RNA Strandedness
After some stumbling around, I believe the following to be the case.
First runs of TEProF2 were done on Joe Costello's Spatial RNAseq data. This data turns out to have been prepared "strand specific". When running TEProF2, stringtie more specifically, not specify the strandedness or specifying the wrong strandedness results in empty data files after which the pipeline effectively fails. Specifying the correct strandedness results in success.

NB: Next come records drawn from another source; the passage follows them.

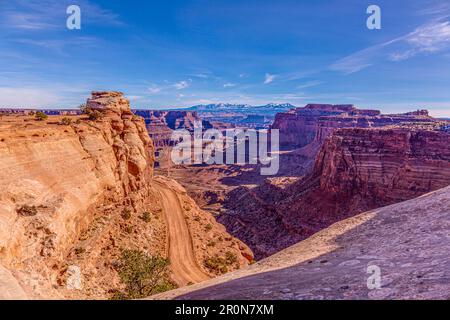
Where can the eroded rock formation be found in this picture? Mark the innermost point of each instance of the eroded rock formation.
(73, 194)
(356, 170)
(315, 122)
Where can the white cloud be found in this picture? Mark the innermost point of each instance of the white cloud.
(269, 78)
(181, 85)
(309, 84)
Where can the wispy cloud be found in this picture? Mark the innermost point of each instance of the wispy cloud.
(181, 85)
(430, 38)
(309, 84)
(269, 78)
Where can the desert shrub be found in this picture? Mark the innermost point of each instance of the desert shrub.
(95, 115)
(143, 275)
(219, 264)
(40, 116)
(126, 214)
(211, 244)
(66, 121)
(216, 264)
(27, 211)
(79, 251)
(230, 257)
(146, 217)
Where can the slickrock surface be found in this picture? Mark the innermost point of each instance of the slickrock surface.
(408, 241)
(356, 170)
(64, 189)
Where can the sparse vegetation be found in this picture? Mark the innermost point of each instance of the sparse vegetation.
(66, 121)
(146, 217)
(216, 264)
(230, 257)
(129, 229)
(143, 275)
(79, 251)
(211, 244)
(27, 211)
(94, 115)
(40, 116)
(220, 265)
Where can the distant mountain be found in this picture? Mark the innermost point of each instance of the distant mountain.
(268, 109)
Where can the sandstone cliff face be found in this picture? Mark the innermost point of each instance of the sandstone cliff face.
(160, 124)
(408, 241)
(356, 170)
(315, 122)
(64, 191)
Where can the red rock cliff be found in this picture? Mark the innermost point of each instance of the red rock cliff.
(356, 170)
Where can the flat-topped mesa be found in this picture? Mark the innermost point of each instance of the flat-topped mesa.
(315, 122)
(109, 101)
(161, 123)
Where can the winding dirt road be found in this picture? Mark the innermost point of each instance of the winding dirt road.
(180, 249)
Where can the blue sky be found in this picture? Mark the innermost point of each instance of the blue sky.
(180, 53)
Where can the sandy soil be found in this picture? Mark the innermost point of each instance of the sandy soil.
(408, 241)
(183, 263)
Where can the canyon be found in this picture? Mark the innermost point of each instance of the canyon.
(315, 122)
(408, 242)
(356, 170)
(77, 193)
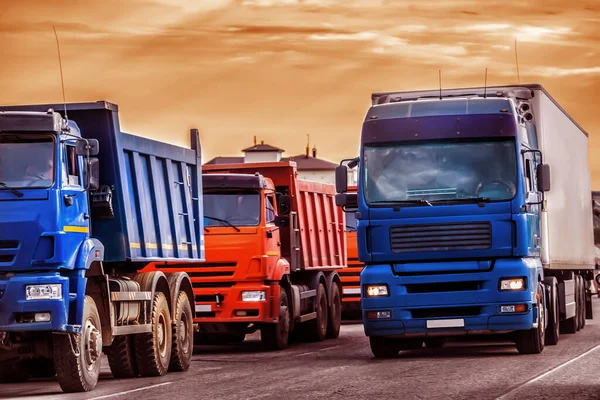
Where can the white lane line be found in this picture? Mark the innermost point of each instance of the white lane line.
(318, 351)
(131, 391)
(545, 374)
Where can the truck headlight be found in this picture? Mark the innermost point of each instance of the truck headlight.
(512, 284)
(254, 295)
(43, 292)
(376, 290)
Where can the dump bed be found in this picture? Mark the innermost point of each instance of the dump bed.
(155, 189)
(320, 236)
(569, 223)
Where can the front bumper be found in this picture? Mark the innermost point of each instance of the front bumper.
(450, 304)
(230, 305)
(14, 307)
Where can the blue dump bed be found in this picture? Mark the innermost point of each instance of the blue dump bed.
(156, 189)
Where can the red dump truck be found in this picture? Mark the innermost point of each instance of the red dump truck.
(273, 245)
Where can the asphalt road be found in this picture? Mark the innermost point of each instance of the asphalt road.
(344, 368)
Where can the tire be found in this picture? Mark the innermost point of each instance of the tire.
(553, 329)
(335, 313)
(532, 341)
(276, 336)
(436, 343)
(183, 335)
(14, 371)
(383, 347)
(121, 357)
(153, 350)
(78, 357)
(316, 329)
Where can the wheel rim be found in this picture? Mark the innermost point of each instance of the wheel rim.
(162, 336)
(92, 338)
(183, 333)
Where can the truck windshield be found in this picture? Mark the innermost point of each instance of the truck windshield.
(232, 208)
(26, 161)
(442, 171)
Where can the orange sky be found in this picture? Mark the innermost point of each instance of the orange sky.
(280, 69)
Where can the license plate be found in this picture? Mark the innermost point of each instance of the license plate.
(203, 308)
(446, 323)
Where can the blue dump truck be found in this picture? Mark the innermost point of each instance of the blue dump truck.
(474, 218)
(84, 209)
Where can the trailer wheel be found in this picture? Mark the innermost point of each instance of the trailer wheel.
(383, 347)
(316, 329)
(335, 313)
(553, 330)
(183, 335)
(121, 358)
(532, 341)
(78, 357)
(153, 350)
(276, 336)
(14, 371)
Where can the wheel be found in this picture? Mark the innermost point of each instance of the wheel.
(14, 371)
(436, 343)
(153, 350)
(316, 329)
(275, 336)
(42, 368)
(383, 347)
(183, 335)
(77, 357)
(553, 329)
(532, 341)
(121, 357)
(335, 313)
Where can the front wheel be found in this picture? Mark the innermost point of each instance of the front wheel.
(77, 357)
(532, 341)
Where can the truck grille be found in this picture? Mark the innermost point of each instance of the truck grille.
(445, 237)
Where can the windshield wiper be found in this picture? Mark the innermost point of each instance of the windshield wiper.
(223, 221)
(415, 201)
(15, 191)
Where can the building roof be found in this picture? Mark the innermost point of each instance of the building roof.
(305, 163)
(262, 148)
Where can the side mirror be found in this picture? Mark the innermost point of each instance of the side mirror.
(84, 145)
(91, 174)
(543, 177)
(341, 179)
(284, 204)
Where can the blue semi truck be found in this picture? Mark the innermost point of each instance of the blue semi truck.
(461, 225)
(84, 209)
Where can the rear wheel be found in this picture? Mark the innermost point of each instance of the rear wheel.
(121, 358)
(335, 312)
(316, 329)
(532, 341)
(553, 329)
(183, 335)
(77, 357)
(153, 350)
(276, 336)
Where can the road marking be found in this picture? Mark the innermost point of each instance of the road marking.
(545, 374)
(318, 351)
(131, 391)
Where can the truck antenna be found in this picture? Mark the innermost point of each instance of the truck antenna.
(485, 85)
(62, 82)
(517, 62)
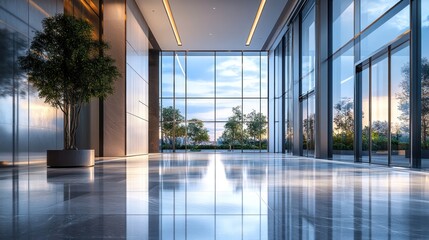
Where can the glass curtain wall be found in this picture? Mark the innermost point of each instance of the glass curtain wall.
(369, 73)
(214, 100)
(343, 79)
(307, 77)
(424, 6)
(385, 82)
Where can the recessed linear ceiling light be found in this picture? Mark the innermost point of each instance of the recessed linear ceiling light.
(255, 22)
(172, 22)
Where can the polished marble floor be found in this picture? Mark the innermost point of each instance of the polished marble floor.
(214, 196)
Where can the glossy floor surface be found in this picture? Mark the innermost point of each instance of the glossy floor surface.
(214, 196)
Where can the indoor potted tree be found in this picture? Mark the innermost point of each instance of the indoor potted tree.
(68, 67)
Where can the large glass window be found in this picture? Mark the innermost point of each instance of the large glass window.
(308, 51)
(307, 78)
(214, 100)
(342, 22)
(379, 110)
(373, 9)
(425, 81)
(385, 33)
(343, 105)
(400, 106)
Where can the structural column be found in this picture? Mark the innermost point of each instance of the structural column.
(322, 123)
(113, 108)
(153, 101)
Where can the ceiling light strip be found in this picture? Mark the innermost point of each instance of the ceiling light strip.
(172, 22)
(255, 22)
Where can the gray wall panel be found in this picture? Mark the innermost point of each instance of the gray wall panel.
(114, 118)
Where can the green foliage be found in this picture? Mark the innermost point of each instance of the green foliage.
(404, 100)
(172, 123)
(234, 133)
(256, 125)
(68, 68)
(343, 125)
(197, 132)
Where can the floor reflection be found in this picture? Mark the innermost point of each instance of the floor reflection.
(214, 196)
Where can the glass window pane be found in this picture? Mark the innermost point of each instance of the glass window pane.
(228, 74)
(342, 22)
(308, 50)
(264, 74)
(365, 115)
(251, 74)
(167, 74)
(202, 109)
(179, 69)
(200, 69)
(224, 108)
(343, 105)
(399, 108)
(250, 105)
(425, 82)
(373, 9)
(387, 32)
(379, 110)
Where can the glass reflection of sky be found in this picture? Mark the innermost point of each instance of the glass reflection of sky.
(240, 79)
(372, 9)
(342, 24)
(425, 28)
(387, 32)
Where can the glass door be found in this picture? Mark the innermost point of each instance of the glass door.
(384, 92)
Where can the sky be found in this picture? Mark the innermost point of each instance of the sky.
(234, 86)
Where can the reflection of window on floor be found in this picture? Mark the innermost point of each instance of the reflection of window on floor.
(213, 100)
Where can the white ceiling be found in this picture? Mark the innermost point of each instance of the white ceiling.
(211, 24)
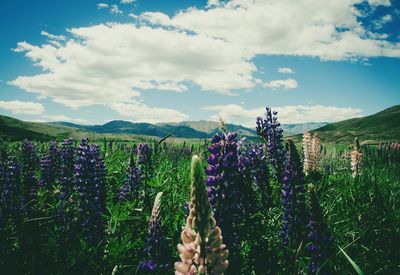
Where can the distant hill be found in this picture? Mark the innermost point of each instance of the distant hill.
(14, 129)
(382, 126)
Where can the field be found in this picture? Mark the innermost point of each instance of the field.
(72, 207)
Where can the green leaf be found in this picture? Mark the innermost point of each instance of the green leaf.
(355, 266)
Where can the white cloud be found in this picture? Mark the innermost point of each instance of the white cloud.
(22, 107)
(138, 112)
(115, 9)
(211, 48)
(286, 84)
(52, 36)
(64, 118)
(102, 6)
(233, 113)
(331, 30)
(378, 24)
(374, 3)
(109, 63)
(286, 70)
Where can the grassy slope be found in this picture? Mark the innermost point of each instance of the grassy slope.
(14, 129)
(382, 126)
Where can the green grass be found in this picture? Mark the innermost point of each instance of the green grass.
(362, 215)
(382, 126)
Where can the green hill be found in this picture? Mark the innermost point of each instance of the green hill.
(382, 126)
(14, 129)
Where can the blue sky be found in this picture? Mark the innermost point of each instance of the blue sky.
(96, 61)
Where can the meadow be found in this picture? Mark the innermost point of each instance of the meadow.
(73, 207)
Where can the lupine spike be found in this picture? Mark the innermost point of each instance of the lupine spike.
(320, 246)
(132, 181)
(90, 182)
(270, 130)
(356, 158)
(293, 220)
(154, 250)
(201, 251)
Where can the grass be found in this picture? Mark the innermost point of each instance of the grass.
(362, 215)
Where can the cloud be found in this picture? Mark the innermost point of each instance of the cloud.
(138, 112)
(330, 31)
(102, 6)
(115, 9)
(22, 107)
(64, 118)
(374, 3)
(211, 48)
(234, 113)
(378, 24)
(52, 36)
(109, 63)
(286, 70)
(287, 84)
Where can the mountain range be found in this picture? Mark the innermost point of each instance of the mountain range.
(382, 126)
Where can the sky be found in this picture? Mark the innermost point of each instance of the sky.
(91, 62)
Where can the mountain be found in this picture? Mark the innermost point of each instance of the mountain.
(294, 129)
(382, 126)
(210, 127)
(14, 130)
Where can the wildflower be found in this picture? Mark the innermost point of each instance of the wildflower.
(49, 166)
(66, 181)
(132, 181)
(320, 242)
(270, 130)
(155, 241)
(311, 153)
(259, 171)
(307, 154)
(214, 170)
(29, 162)
(144, 152)
(202, 251)
(293, 204)
(356, 158)
(90, 182)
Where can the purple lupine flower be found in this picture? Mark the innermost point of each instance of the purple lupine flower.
(320, 242)
(213, 171)
(49, 166)
(154, 251)
(253, 159)
(132, 181)
(270, 130)
(90, 183)
(225, 187)
(10, 196)
(293, 204)
(67, 162)
(144, 152)
(10, 202)
(29, 161)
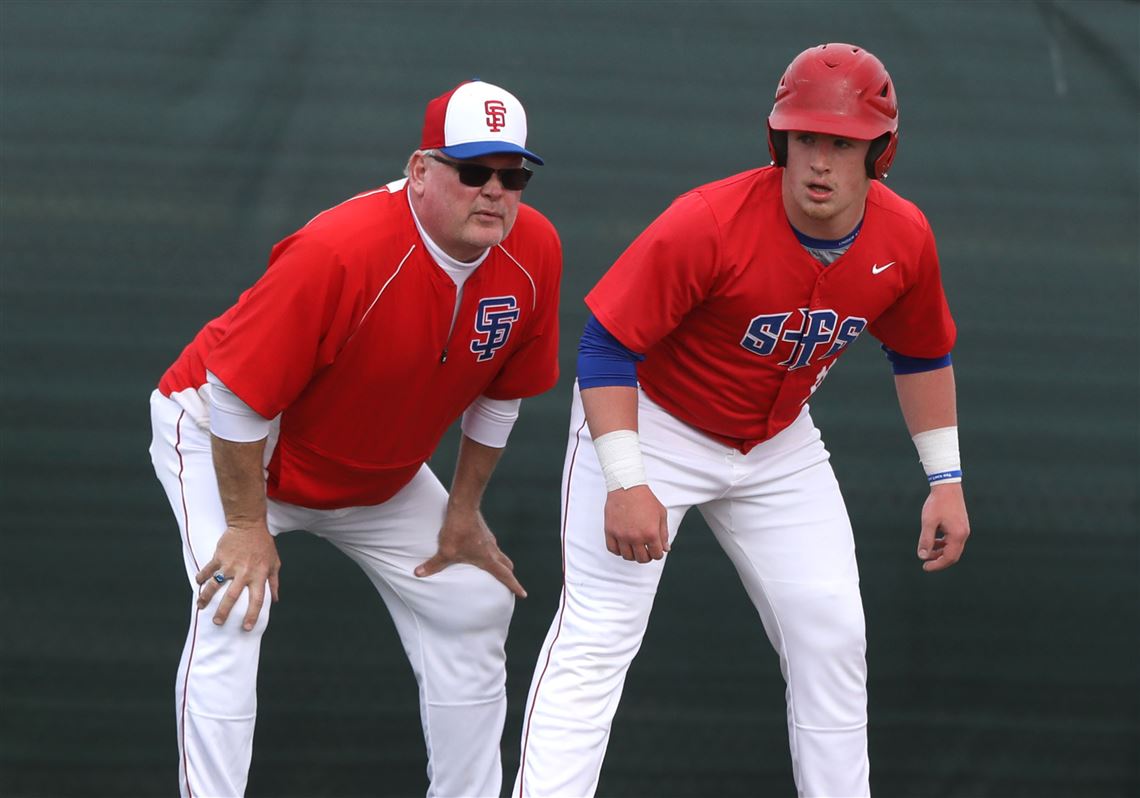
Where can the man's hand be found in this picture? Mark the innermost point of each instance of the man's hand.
(636, 527)
(247, 558)
(945, 527)
(466, 538)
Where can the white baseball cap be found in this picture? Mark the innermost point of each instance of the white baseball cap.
(477, 119)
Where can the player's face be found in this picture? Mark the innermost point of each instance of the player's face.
(824, 184)
(464, 220)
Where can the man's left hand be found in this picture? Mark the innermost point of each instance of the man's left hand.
(945, 527)
(466, 538)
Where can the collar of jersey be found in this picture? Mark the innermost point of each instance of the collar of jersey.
(444, 260)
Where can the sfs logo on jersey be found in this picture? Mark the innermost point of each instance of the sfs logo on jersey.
(494, 319)
(816, 334)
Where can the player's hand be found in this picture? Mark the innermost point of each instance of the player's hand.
(636, 526)
(945, 527)
(247, 558)
(465, 537)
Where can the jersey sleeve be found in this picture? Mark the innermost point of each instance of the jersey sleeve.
(534, 367)
(286, 327)
(665, 273)
(919, 325)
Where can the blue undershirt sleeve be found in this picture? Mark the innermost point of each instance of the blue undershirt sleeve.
(603, 360)
(902, 364)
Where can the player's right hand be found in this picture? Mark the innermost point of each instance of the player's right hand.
(636, 524)
(247, 558)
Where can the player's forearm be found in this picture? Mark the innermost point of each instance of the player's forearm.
(241, 480)
(927, 399)
(609, 408)
(473, 469)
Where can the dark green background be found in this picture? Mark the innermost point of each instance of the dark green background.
(152, 154)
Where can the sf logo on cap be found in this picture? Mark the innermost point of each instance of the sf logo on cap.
(496, 115)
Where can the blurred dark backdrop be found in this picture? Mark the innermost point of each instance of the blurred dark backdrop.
(153, 153)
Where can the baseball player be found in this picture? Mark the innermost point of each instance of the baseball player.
(314, 404)
(707, 340)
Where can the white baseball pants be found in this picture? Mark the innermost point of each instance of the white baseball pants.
(779, 515)
(453, 625)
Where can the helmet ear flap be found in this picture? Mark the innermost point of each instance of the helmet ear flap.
(778, 146)
(878, 157)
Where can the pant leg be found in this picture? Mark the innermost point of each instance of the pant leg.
(453, 626)
(216, 689)
(787, 530)
(602, 616)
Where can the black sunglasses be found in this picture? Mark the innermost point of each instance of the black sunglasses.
(477, 174)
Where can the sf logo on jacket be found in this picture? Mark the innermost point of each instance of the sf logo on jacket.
(494, 320)
(809, 331)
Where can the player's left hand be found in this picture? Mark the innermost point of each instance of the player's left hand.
(945, 527)
(465, 537)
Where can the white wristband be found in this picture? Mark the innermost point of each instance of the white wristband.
(938, 454)
(619, 454)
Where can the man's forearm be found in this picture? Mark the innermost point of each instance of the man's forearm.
(473, 469)
(241, 480)
(927, 399)
(610, 408)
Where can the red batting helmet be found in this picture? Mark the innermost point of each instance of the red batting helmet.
(840, 90)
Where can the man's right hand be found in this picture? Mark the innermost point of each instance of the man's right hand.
(247, 558)
(636, 527)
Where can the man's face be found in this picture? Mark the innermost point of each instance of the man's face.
(824, 182)
(464, 220)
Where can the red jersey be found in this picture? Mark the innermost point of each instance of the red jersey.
(349, 336)
(739, 324)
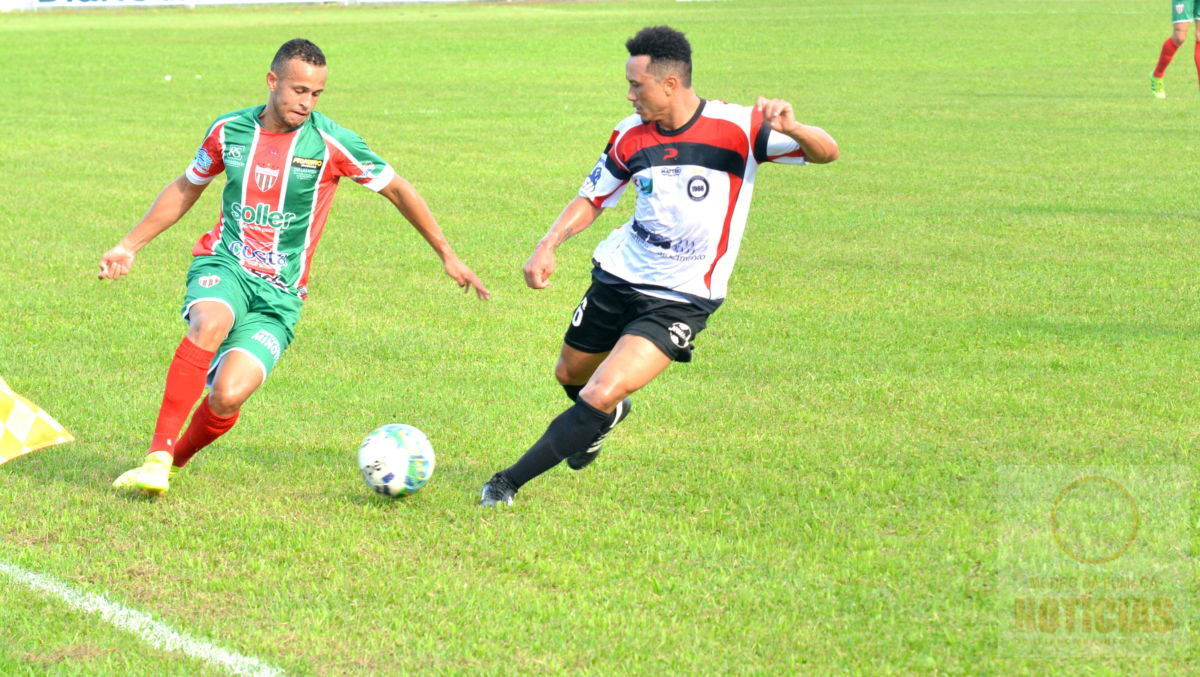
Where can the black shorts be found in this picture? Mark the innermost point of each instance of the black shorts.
(610, 311)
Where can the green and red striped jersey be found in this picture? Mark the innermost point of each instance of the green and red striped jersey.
(279, 189)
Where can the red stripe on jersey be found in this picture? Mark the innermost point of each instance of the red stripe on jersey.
(708, 131)
(327, 185)
(724, 244)
(263, 185)
(214, 144)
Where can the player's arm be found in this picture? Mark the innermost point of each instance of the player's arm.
(819, 147)
(580, 214)
(168, 208)
(412, 205)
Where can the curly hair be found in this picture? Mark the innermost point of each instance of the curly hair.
(298, 48)
(667, 49)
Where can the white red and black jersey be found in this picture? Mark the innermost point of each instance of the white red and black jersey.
(694, 187)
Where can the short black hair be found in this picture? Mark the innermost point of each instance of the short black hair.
(667, 49)
(298, 48)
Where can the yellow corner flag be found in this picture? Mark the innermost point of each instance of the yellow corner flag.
(24, 426)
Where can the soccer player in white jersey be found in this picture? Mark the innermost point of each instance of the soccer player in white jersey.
(249, 277)
(658, 277)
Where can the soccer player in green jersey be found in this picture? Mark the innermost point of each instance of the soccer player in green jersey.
(249, 277)
(1183, 12)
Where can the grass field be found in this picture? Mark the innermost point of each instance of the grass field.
(1001, 270)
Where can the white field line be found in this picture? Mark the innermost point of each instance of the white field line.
(154, 633)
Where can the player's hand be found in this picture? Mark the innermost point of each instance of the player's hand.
(466, 279)
(115, 263)
(778, 113)
(539, 268)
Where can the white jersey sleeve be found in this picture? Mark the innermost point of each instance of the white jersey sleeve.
(606, 183)
(783, 149)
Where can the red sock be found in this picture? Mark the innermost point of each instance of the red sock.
(1164, 58)
(204, 429)
(185, 383)
(1197, 57)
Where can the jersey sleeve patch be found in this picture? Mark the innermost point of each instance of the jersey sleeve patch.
(209, 159)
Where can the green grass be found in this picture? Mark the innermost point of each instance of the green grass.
(1000, 270)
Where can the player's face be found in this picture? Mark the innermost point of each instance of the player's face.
(294, 93)
(646, 91)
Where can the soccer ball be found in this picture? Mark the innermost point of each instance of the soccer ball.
(396, 460)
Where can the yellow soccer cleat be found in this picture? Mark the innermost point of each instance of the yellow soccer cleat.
(153, 477)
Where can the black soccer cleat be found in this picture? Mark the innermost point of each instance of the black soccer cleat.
(580, 460)
(497, 490)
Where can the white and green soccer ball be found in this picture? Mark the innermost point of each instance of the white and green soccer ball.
(396, 460)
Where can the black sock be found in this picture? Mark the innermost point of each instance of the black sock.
(568, 433)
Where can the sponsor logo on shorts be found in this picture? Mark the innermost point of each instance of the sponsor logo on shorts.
(203, 160)
(269, 341)
(247, 252)
(645, 185)
(265, 177)
(261, 215)
(577, 317)
(681, 334)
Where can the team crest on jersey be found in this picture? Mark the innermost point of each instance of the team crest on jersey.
(265, 177)
(203, 160)
(645, 185)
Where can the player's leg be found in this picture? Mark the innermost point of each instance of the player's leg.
(1182, 13)
(247, 358)
(575, 367)
(237, 379)
(595, 327)
(1195, 51)
(631, 364)
(208, 323)
(573, 371)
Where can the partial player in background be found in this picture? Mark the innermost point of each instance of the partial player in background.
(1182, 13)
(658, 277)
(250, 274)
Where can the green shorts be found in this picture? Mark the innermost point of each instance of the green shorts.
(1183, 11)
(263, 315)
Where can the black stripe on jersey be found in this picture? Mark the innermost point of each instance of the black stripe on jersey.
(699, 154)
(616, 169)
(760, 142)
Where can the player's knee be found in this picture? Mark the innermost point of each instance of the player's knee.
(208, 333)
(563, 373)
(604, 395)
(227, 401)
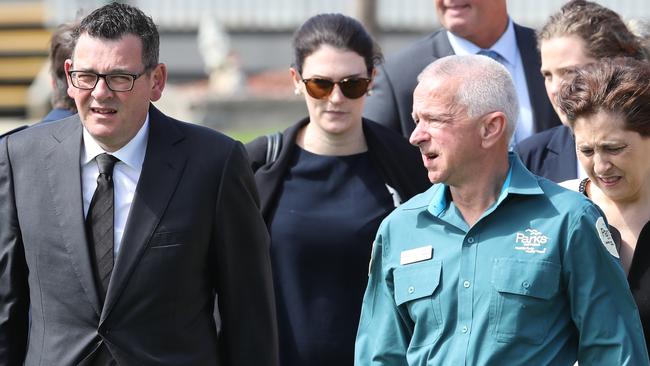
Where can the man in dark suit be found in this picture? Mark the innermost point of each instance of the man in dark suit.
(61, 45)
(119, 225)
(476, 26)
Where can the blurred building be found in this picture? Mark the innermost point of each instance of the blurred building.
(258, 34)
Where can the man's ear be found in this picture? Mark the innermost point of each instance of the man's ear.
(493, 128)
(158, 81)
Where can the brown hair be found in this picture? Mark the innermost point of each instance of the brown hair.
(617, 85)
(603, 31)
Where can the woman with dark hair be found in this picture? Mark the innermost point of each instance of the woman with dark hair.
(607, 106)
(580, 33)
(336, 177)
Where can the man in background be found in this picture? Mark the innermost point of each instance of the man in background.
(61, 46)
(469, 27)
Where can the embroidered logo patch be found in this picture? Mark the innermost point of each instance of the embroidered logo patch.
(606, 237)
(531, 241)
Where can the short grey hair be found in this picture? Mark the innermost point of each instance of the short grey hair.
(484, 86)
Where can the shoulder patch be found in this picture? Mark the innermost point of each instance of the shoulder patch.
(606, 237)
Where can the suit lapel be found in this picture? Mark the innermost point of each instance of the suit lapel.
(161, 171)
(64, 177)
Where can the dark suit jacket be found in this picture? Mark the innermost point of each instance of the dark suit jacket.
(54, 115)
(193, 230)
(550, 154)
(399, 163)
(391, 102)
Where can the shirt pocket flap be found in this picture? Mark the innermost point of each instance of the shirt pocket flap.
(416, 280)
(536, 278)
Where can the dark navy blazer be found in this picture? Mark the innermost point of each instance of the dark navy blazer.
(550, 154)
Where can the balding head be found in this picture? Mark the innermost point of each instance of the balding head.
(482, 85)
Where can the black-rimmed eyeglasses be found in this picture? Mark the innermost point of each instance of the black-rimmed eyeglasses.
(352, 88)
(87, 80)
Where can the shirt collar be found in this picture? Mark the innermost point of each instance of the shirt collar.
(131, 154)
(506, 45)
(518, 181)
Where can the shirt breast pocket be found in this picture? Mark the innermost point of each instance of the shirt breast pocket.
(415, 290)
(521, 296)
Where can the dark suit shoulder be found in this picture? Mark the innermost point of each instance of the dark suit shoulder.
(536, 142)
(422, 51)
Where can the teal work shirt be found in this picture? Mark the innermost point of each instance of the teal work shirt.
(536, 281)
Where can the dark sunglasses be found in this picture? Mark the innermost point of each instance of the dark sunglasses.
(352, 88)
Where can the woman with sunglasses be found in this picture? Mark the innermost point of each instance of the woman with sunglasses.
(336, 177)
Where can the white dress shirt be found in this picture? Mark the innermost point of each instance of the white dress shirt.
(126, 174)
(506, 46)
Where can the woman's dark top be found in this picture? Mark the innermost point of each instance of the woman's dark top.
(639, 275)
(322, 231)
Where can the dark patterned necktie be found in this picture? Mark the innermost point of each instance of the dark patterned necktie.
(99, 222)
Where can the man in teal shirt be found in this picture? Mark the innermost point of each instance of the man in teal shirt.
(492, 265)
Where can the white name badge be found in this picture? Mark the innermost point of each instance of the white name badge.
(416, 255)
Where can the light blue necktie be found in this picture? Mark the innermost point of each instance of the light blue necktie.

Not quite sure why, but it's all or nothing. Not some, most or half.
Strandedness can be determined using tools like RseQC, sadly post-alignment. RseQC produces percentages of reads that are one strandedness or the other. It is usually 90+% one way or the other, or it is nearly 50/50.
Not all data is strand specific and the strandedness needs to be specified on a read by read basis. This is done using the XS tag in a bam file. Given that RseQC isn't 100%, having the XS tag and not specifying strandedness to TEProF2 seems to be the most promising strategy.
STAR can add the XS tag if the options --outSAMstrandField intronMotif --outSAMattributes Standard XS
are given.
“The XS flag is assigned only for spliced reads based on the intron motif of the junction.
For an unstranded library, the read may be sequenced from the 1st cDNA strand (opposite to RNA),
but the intron motif allows to determine the actual RNA strand.”
In addition, STAR's github repository also includes an awk script tagXSstrandedData.awk
which can be used to add an XS tag.
This script will add an XS tag to EVERY read.
- READ1,REVERSE : +
- READ2,REVERSE : -
- READ1,MREVERSE : -
- READ2,MREVERSE : +
Not sure of the impact of adding it during alignment versus adding it after.
I took a single sample, TCGA-02-0047-01A-01R-1849-01+1, and processed it a number of different ways.
- aligning to a an old reference built without a GTF
- aligning to a an old reference built without a GTF then add XS with awk script
- aligning to a reference built without a GTF
- aligning to a reference built without a GTF then add XS with awk script
- aligning to a reference built with a GTF
- aligning to a reference built with a GTF then add XS with awk script
- aligning to a reference built with a GTF and add XS during alignment
I am currently running TEProF2 on this collection of 7 bams files at the moment. All bams without XS have produced empty intermediate files.
...
Out of curiousity, I also used the awk script to add the XS tag to an bam file that had an XS tag added during alignment.
samtools view -c gtf_xs_then_xs_again.Aligned.sortedByCoord.out.bam
132792040
The bam file contains 132,792,040 reads. Initial alignment added XS tags to 34,029,104 reads, just over 25%. After the awk script was run, reads that already had an XS tag from alignment, also included the additional one. Sadly, roughly half are different.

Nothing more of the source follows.